Cotton insulation serves as a fantastic alternative to fiberglass insulating materials which are known to irritate the skin during installation. Not only that, but cotton insulation uses resources that are both renewable and recyclable  – as it’s used from wasted denim, believe it or not. One of the best features of cotton insulating material is that it adequately absorbs moisture, repels numerous insects, and delivers a perfect relation to money and effectiveness.

What’s more, with cotton insulation there are fewer concerns about sound pollution because cotton also provides better sound dampening than other insulators. Also, when treated with a little boric acid, cotton gets flame retardant which is an utterly vital aspect. However, there is one disadvantage to using this option and that’s the price. Cotton insulation tends to be more expensive than any other option, so you need to note down all the benefits and your preferences before choosing this green insulating option.

4. Sheep’s wool


For centuries people have used sheep’s wool to heat themselves up and later to insulate their homes. It’s a known fact that sheep can live in some of the most daunting and harshest environments, and it’s no wonder that sheep’s wool can resist any type of frigid temperatures. Sheep’s wool is by far one of the best and greenest ways to insulate your home. This material retains heat even in the coldest, dampest, and harsh climates.

The outer layer of wool fibers is resistant to water, however, the fiber’s inner layers can absorb about one-third of its weight in moisture without ever feeling damp, which means that wool can take on a significant amount of moisture without becoming damp. Moreover, sheep’s wool is very breathable and can absorb moisture from the air without affecting its capacity to retain heat. These are all marvelous features, so it’s only logical that wool is relatively costly but totally safe to work with and lucrative.

5. Icynene


Icynene is a spray-on foam insulation made from castor oil. Even though it doesn’t sound like a green option, natural castor oil base actually makes a perfect insulator and it’s safe and eco-friendly. Icynene traps air in tiny bubbles during the foaming process and it majestically seals all air leaks. Some homeowners reported having to install ventilation to prevent the home from overheating – it’s that effective.

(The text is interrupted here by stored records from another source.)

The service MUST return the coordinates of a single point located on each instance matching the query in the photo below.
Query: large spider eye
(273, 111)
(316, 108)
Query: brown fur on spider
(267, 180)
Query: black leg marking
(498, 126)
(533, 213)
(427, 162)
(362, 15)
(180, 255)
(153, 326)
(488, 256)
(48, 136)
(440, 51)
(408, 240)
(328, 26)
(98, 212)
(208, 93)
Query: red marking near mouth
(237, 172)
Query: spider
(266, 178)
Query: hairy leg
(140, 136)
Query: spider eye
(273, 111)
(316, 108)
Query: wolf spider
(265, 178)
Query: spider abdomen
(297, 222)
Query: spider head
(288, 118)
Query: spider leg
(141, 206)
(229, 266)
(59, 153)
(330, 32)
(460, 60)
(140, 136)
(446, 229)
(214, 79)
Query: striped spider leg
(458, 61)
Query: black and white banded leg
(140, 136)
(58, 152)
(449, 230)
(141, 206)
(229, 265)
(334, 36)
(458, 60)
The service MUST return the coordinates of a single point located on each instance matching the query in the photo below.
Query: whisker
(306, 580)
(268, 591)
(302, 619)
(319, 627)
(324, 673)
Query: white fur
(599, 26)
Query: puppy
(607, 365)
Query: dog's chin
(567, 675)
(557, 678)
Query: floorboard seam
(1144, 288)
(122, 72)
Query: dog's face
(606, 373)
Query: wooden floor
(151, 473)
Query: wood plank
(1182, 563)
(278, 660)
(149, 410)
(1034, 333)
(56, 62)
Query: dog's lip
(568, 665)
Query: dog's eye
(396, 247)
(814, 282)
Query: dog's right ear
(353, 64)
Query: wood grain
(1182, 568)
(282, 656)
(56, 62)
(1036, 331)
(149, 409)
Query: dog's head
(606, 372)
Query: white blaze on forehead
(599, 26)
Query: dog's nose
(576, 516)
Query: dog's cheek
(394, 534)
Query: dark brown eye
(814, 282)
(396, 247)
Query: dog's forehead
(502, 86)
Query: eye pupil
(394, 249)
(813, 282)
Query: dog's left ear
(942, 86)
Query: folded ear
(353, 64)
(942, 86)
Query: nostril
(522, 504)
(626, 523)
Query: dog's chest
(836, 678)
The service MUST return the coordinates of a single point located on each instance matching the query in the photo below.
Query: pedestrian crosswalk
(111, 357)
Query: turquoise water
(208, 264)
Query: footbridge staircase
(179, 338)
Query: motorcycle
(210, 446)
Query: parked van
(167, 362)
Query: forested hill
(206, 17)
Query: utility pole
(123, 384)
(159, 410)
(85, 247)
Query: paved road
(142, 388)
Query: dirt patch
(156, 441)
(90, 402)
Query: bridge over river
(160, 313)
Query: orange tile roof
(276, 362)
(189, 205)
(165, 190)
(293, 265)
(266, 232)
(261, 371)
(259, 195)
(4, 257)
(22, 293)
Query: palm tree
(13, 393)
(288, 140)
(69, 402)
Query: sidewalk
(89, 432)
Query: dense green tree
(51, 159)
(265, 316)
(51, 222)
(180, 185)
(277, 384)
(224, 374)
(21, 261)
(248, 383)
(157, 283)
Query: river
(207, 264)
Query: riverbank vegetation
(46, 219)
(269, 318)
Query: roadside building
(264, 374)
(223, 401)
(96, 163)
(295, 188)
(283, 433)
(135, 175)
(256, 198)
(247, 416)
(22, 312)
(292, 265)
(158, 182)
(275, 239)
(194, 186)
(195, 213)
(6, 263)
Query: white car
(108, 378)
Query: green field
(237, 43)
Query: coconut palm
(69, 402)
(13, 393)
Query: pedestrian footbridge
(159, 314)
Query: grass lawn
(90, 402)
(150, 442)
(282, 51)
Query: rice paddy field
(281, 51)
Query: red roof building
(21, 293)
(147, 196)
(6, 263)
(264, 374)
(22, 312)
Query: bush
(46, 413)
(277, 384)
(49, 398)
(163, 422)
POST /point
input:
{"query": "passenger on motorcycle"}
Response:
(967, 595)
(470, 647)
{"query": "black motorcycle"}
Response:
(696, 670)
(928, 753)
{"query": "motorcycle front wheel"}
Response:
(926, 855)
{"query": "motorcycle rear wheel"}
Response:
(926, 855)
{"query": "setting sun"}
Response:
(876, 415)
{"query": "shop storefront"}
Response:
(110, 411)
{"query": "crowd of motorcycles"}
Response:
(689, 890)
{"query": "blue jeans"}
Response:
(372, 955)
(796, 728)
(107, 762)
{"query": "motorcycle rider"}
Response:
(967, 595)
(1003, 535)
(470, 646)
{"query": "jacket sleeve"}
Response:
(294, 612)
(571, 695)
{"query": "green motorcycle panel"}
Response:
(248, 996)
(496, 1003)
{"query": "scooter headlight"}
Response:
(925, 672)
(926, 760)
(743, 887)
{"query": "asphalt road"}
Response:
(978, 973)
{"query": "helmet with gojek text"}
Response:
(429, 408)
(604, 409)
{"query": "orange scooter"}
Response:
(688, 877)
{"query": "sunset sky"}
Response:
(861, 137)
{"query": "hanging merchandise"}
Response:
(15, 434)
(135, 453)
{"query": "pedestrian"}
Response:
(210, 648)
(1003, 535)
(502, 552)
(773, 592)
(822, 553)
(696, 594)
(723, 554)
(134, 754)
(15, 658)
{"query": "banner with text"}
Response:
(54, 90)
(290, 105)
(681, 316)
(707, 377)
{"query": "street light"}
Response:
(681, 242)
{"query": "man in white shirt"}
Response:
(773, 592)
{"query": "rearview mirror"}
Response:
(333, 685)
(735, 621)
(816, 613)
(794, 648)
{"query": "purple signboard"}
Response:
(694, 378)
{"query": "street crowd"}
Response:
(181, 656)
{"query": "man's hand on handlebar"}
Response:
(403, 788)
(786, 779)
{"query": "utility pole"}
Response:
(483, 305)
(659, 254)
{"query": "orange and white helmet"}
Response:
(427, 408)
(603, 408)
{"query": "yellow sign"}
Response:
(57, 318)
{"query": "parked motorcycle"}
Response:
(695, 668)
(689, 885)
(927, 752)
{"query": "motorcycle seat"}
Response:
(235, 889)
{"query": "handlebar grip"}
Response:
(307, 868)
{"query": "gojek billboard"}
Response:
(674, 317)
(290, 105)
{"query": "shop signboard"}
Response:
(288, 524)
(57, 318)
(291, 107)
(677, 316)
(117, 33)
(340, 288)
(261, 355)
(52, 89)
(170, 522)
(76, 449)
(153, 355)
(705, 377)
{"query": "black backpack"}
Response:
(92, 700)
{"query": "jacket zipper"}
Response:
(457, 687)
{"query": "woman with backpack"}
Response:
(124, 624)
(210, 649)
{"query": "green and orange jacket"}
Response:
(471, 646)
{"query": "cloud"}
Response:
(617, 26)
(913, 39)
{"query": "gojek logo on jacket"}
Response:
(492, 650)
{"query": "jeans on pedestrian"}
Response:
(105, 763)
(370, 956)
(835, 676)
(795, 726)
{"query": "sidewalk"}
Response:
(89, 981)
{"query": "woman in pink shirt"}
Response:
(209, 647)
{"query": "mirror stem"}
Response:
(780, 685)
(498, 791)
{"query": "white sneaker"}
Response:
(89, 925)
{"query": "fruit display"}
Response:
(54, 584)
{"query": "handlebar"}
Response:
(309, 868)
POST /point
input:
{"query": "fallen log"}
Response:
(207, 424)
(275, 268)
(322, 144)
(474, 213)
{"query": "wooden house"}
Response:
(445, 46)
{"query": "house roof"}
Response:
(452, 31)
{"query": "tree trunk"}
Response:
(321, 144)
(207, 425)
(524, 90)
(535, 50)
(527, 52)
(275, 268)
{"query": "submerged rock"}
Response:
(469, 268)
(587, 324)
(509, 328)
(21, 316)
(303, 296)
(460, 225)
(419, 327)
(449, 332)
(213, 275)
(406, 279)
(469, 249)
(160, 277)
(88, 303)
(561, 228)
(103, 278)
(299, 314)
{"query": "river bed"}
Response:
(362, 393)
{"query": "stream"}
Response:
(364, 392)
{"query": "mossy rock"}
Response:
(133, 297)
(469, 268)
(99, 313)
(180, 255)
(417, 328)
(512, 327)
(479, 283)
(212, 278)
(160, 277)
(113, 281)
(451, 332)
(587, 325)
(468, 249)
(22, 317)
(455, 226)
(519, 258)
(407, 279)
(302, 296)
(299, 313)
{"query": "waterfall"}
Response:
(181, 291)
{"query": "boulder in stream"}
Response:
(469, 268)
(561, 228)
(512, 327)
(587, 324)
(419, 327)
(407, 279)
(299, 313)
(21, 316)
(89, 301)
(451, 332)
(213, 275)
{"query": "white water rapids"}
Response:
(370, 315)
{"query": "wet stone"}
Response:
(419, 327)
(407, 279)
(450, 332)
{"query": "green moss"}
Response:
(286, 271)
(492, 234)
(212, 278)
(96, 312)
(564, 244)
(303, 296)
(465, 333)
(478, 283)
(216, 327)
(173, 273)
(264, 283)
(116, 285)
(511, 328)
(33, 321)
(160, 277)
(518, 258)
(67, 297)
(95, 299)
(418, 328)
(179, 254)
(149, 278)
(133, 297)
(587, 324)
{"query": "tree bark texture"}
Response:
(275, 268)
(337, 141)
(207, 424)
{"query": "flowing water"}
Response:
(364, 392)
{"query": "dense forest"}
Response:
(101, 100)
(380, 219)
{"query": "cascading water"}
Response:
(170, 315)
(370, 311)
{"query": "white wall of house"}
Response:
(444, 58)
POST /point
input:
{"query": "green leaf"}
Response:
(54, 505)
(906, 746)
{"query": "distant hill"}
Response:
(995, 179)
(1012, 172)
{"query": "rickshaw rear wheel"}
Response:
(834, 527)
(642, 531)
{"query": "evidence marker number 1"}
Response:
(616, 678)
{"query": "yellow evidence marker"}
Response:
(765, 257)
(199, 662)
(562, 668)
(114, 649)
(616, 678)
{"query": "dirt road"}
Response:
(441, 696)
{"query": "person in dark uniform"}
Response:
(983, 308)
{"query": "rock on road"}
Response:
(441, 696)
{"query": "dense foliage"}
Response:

Not only does Icynene stop drafts, but it also muffles noise and prevents mold from forming. This amazing sponge cake-like substance needs to be sprayed on in a thin layer that immediately expands to 100 times its volume. If you were to opt for Icynene, you would be able to reduce your home’s energy bill by 50 percent. But you would also need to have enough money to afford it as Icynene is pretty expensive.

6. Cork


Cork is a great ecological installation material made of the outer bark of oak trees that have reached a minimum of 18 years. Cork is a thoroughly natural and renewable material, as removing the bark doesn’t harm the tree and it naturally regenerates over time. Those who strive to insulate a green home won’t make a mistake by choosing cork because it’s very waterproof and resistant to dampness and rot.

Most people choose it to insulate kitchens and bathrooms just for that feature. Another amazing aspect is that cork insulation is absolutely unattractive to mice and termites which is a welcoming feature. It’s an inflammable, excellent sound insulator, possesses excellent green insulating and damp-proof qualities, and above all it’s inexpensive.

Whatever green way of insulation you opt for in the end, do your best to conduct thorough research. Finding the perfect option that will deliver all the necessary insulating features and offer a good value for the money is the thing to aim at.